2.3 Taxonomy of Interpretability Methods

2.3.1 Intrinsic or Post-hoc

This criterion is based on whether the original model is designed to be interpretable (intrinsic) or the original model is a black-box model and extra interpretable methods are applied to explain that model.

2.3.2 Model-specific or Model-agnostic

This criterion is based on whether the interpretability method is designed for a specific model or a general model. The interpretation for intrinsic interpretable models is always model-specific. For instance, the interpretation of regression weights in a linear regression model is model-specific. The model-agnostic interpretability methods are usually post-hoc interpretability methods. For instance, the interpretation of a black-box model by LIME [7] is model-agnostic. The model-agnostic model is unaware of the model’s internal structure and only uses the inputs and the model’s prediction results.

2.3.3 Local or Global

This criterion is based on whether the interpretability method is to explain an instance or the whole model. - Global on a Holistic Level: The interpretability method is to explain the whole model.
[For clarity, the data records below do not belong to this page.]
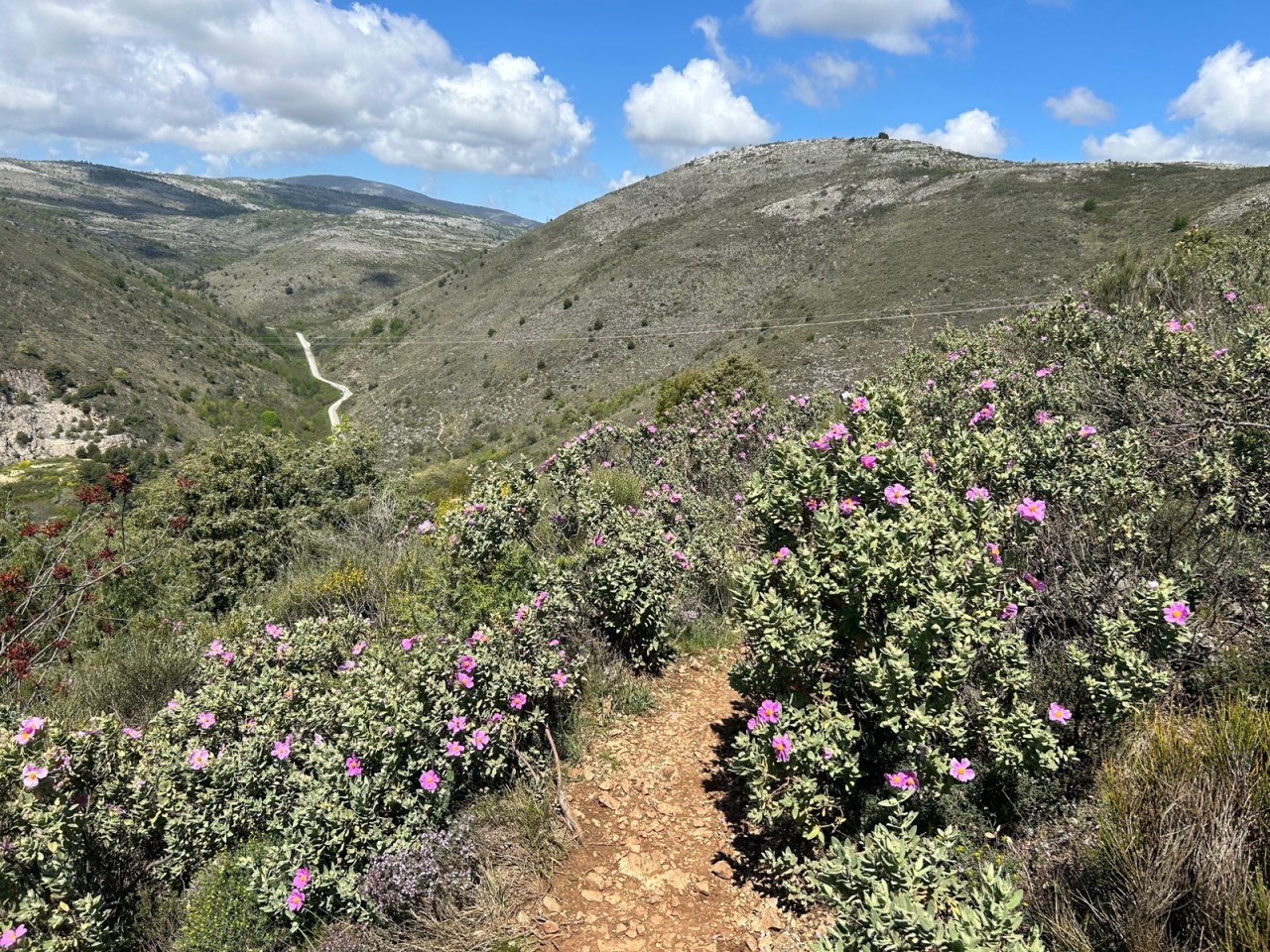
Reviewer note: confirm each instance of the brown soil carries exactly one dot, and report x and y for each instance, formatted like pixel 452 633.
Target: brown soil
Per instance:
pixel 659 866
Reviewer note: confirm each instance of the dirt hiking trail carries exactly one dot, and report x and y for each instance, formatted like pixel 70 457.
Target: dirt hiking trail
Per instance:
pixel 658 867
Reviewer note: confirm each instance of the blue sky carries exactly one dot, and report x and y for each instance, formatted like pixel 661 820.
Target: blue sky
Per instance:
pixel 538 105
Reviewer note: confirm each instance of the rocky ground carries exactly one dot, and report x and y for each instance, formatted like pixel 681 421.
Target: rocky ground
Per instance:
pixel 659 866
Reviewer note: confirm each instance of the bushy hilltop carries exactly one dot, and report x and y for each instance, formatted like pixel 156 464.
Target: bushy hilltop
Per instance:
pixel 821 259
pixel 171 298
pixel 1003 635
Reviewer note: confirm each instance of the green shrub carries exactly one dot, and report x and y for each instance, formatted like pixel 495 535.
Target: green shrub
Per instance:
pixel 1182 841
pixel 221 911
pixel 724 379
pixel 907 892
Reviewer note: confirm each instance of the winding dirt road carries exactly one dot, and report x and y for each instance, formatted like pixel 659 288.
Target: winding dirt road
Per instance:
pixel 333 411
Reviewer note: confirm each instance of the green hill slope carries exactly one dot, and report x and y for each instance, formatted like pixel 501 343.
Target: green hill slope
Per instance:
pixel 143 304
pixel 817 258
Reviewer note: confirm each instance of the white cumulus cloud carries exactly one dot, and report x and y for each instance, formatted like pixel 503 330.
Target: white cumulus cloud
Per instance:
pixel 626 178
pixel 681 114
pixel 1080 107
pixel 974 132
pixel 1229 121
pixel 894 26
pixel 248 77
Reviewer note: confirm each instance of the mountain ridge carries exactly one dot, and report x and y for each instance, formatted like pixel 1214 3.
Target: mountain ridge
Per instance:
pixel 367 186
pixel 754 252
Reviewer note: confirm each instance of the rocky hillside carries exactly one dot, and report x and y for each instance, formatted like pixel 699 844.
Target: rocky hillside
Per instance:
pixel 158 308
pixel 818 258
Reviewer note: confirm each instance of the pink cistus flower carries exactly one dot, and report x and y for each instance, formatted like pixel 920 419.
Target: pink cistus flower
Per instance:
pixel 32 774
pixel 1032 509
pixel 781 744
pixel 902 779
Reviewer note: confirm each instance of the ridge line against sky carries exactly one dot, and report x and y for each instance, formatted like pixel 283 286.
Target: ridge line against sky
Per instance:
pixel 540 107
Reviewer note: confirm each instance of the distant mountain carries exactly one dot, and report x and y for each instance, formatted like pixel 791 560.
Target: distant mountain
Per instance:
pixel 363 186
pixel 157 308
pixel 821 259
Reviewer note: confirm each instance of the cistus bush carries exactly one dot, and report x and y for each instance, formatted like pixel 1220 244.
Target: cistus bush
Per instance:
pixel 333 742
pixel 908 892
pixel 971 575
pixel 997 553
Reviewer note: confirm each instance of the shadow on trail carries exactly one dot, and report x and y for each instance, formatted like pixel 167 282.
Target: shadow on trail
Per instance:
pixel 748 847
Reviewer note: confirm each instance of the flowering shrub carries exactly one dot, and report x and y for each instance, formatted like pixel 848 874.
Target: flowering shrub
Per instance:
pixel 329 742
pixel 59 579
pixel 441 867
pixel 929 581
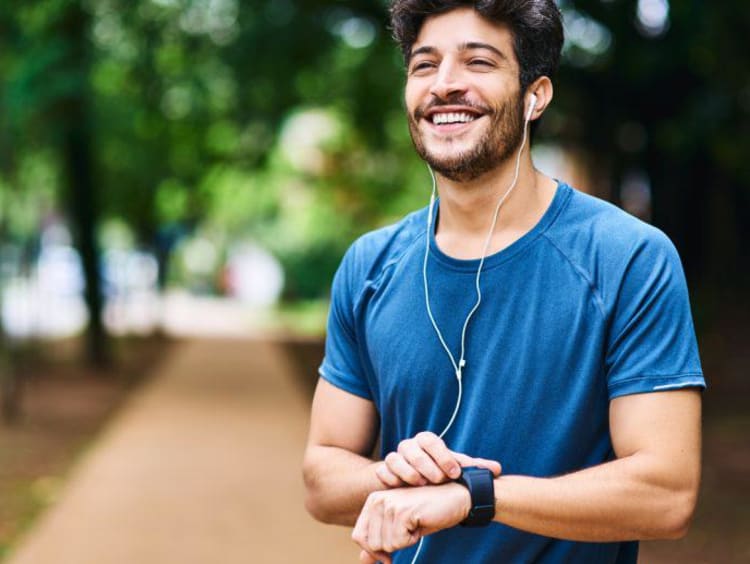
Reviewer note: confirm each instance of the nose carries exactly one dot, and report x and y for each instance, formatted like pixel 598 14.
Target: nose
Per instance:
pixel 448 81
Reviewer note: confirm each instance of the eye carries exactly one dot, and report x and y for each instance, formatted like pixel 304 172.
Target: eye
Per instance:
pixel 481 63
pixel 421 67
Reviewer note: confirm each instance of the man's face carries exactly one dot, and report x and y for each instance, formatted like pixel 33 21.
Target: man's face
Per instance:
pixel 463 99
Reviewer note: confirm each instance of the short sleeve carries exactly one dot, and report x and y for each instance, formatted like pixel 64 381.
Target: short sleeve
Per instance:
pixel 651 343
pixel 342 364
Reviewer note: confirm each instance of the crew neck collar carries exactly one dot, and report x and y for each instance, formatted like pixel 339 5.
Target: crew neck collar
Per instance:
pixel 562 192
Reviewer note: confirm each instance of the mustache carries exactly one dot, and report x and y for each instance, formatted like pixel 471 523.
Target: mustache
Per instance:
pixel 459 100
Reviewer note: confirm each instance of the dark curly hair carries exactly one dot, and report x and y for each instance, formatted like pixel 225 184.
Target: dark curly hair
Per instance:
pixel 536 26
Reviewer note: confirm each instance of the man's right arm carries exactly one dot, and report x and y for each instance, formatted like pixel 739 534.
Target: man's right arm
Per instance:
pixel 338 473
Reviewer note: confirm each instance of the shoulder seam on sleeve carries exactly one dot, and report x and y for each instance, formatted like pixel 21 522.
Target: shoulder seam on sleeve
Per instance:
pixel 375 281
pixel 582 273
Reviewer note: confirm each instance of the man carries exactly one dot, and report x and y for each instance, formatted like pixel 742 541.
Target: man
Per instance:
pixel 576 366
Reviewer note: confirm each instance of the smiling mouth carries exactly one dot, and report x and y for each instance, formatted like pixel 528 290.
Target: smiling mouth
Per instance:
pixel 447 118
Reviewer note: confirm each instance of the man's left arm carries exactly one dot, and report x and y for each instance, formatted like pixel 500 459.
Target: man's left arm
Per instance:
pixel 648 492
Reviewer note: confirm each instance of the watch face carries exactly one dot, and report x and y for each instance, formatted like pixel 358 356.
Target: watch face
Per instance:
pixel 481 486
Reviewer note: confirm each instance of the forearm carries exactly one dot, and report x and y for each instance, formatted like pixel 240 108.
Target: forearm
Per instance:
pixel 629 498
pixel 337 483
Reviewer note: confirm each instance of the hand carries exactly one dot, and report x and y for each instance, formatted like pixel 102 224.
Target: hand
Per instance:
pixel 425 459
pixel 394 519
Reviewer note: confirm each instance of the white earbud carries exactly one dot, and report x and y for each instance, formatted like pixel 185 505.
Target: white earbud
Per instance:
pixel 532 105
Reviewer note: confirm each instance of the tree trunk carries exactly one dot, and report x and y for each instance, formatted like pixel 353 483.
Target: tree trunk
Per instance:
pixel 82 198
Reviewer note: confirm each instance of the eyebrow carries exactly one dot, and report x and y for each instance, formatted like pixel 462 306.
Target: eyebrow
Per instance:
pixel 428 50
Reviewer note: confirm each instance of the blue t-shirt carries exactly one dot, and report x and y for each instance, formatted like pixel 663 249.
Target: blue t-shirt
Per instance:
pixel 589 305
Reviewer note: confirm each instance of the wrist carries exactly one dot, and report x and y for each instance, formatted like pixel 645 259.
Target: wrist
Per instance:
pixel 463 499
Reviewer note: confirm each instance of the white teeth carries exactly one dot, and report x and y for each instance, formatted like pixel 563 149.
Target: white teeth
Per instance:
pixel 452 117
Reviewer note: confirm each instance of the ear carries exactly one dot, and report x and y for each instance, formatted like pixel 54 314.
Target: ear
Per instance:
pixel 542 89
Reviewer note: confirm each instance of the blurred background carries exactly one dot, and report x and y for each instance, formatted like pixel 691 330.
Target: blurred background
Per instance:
pixel 180 178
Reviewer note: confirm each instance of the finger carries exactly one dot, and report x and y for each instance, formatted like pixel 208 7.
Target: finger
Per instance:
pixel 389 528
pixel 359 532
pixel 373 558
pixel 388 478
pixel 398 465
pixel 440 453
pixel 422 462
pixel 491 465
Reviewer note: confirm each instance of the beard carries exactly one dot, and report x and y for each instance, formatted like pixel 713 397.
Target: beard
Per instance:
pixel 497 143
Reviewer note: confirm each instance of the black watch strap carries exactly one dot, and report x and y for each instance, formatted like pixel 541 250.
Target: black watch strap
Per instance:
pixel 481 486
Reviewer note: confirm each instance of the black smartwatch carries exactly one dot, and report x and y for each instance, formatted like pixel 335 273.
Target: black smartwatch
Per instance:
pixel 481 486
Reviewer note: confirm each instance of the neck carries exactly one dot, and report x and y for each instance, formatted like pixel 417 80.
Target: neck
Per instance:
pixel 467 208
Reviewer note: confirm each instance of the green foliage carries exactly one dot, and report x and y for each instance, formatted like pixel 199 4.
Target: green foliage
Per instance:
pixel 194 107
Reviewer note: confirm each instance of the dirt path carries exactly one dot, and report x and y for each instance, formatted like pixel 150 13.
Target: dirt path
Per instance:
pixel 201 465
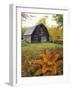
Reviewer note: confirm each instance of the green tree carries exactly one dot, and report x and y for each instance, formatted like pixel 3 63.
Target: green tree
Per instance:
pixel 59 19
pixel 42 20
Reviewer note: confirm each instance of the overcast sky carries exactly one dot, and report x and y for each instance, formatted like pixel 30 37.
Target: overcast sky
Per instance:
pixel 32 19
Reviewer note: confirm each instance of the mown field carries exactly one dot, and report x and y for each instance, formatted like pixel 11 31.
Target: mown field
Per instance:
pixel 41 59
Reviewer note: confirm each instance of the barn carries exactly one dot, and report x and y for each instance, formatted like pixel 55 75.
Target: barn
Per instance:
pixel 36 34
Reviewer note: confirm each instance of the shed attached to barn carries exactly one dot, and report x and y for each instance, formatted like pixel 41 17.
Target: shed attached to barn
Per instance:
pixel 38 33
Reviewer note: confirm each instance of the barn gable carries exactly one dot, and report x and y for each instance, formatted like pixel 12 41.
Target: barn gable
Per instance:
pixel 37 33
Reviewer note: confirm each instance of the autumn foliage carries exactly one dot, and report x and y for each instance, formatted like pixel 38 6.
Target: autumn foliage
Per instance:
pixel 48 62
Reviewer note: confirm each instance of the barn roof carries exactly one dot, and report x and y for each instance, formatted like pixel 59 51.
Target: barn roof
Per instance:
pixel 29 30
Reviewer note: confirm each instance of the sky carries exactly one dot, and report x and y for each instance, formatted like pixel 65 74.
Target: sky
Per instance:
pixel 30 20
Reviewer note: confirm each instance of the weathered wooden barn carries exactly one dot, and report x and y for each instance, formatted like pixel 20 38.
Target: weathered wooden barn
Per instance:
pixel 38 33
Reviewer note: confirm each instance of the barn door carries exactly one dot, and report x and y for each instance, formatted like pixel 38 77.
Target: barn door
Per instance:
pixel 43 39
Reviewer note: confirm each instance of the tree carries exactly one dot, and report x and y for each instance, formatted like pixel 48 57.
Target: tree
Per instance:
pixel 59 19
pixel 42 20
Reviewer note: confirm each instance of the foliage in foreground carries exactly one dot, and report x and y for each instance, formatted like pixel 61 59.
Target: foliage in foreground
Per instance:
pixel 46 62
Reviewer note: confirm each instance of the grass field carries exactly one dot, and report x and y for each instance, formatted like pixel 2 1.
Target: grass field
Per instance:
pixel 35 58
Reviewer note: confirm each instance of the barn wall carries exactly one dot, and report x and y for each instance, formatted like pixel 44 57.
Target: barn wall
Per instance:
pixel 27 38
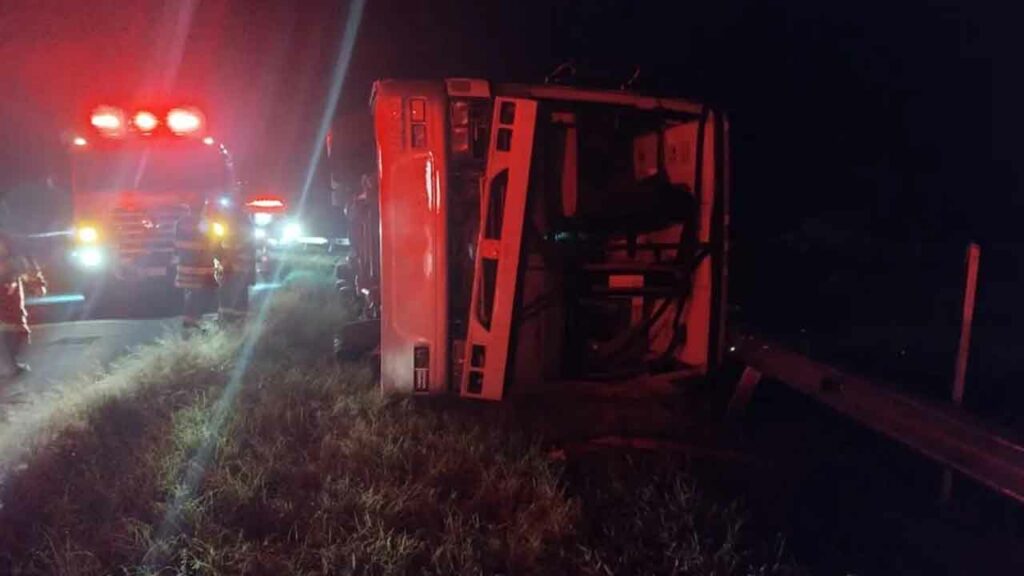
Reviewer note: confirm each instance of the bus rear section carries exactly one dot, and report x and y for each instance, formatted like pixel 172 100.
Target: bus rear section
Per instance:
pixel 539 237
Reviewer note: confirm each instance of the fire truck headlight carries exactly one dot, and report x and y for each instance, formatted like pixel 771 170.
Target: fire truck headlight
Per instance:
pixel 87 235
pixel 90 257
pixel 291 232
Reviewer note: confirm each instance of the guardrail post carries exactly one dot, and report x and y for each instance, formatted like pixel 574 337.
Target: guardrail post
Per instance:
pixel 964 348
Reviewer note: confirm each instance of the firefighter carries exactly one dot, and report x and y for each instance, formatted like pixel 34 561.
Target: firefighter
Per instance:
pixel 194 248
pixel 236 262
pixel 17 275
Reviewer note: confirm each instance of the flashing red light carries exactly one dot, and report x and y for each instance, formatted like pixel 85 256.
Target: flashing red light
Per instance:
pixel 184 121
pixel 145 120
pixel 108 119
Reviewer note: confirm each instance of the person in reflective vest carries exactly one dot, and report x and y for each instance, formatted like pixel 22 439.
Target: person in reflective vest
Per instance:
pixel 194 248
pixel 236 263
pixel 17 275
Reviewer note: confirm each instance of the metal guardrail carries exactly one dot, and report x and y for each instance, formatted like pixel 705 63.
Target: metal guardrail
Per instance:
pixel 943 434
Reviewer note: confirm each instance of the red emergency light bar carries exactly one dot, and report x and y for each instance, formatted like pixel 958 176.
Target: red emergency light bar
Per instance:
pixel 266 204
pixel 145 121
pixel 181 121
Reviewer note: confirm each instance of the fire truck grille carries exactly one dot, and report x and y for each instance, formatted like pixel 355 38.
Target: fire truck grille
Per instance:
pixel 146 236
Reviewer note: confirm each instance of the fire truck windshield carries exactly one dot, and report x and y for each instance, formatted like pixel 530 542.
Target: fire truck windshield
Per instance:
pixel 155 169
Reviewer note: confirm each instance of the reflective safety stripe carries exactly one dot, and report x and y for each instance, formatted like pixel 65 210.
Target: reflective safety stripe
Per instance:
pixel 198 271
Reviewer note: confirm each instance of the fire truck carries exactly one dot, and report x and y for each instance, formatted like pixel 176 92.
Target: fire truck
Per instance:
pixel 521 238
pixel 134 172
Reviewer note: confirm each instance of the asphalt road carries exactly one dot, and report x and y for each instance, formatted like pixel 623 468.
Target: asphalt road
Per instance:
pixel 61 356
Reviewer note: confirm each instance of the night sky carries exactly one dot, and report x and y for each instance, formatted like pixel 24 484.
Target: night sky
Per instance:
pixel 862 127
pixel 902 117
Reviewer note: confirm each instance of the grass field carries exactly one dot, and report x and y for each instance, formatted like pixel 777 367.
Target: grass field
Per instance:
pixel 256 454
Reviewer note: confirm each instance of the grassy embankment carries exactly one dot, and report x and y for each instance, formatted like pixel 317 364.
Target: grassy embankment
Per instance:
pixel 193 464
For instance, the interpretability of a linear regression model is to explain the whole model by the regression weights. - Global on a Modular Level: The interpretability method is to explain the whole model by looking at part of the model. - Local for a Single Instance: The interpretability method is to explain a single instance. - Local for a Group of Instances: The interpretability method is to explain a group of instances. ### Result-based This criterion is based on the result of the interpretability method.

  • Feature Importance: the importance of each feature in the model’s prediction.
  • Model internals: the internal structure of the model.
  • Data points: this criterion is based on the data points (existent or newly created) that are used to explain the model.
    • Instance-based: the data points are the existent instances in the training dataset (e.g., a similar instance with the same output as the instance of interest) that are used to explain the model.
    • Counterfactual-based: the data points are the counterfactual instances (change some of the features and the outcomes changes) that are used to explain the model.

References

[7]
M. T. Ribeiro, S. Singh, and C. Guestrin, “" why should i trust you?" Explaining the predictions of any classifier,” in Proceedings of the 22nd ACM SIGKDD international conference on knowledge discovery and data mining, 2016, pp. 1135–1144.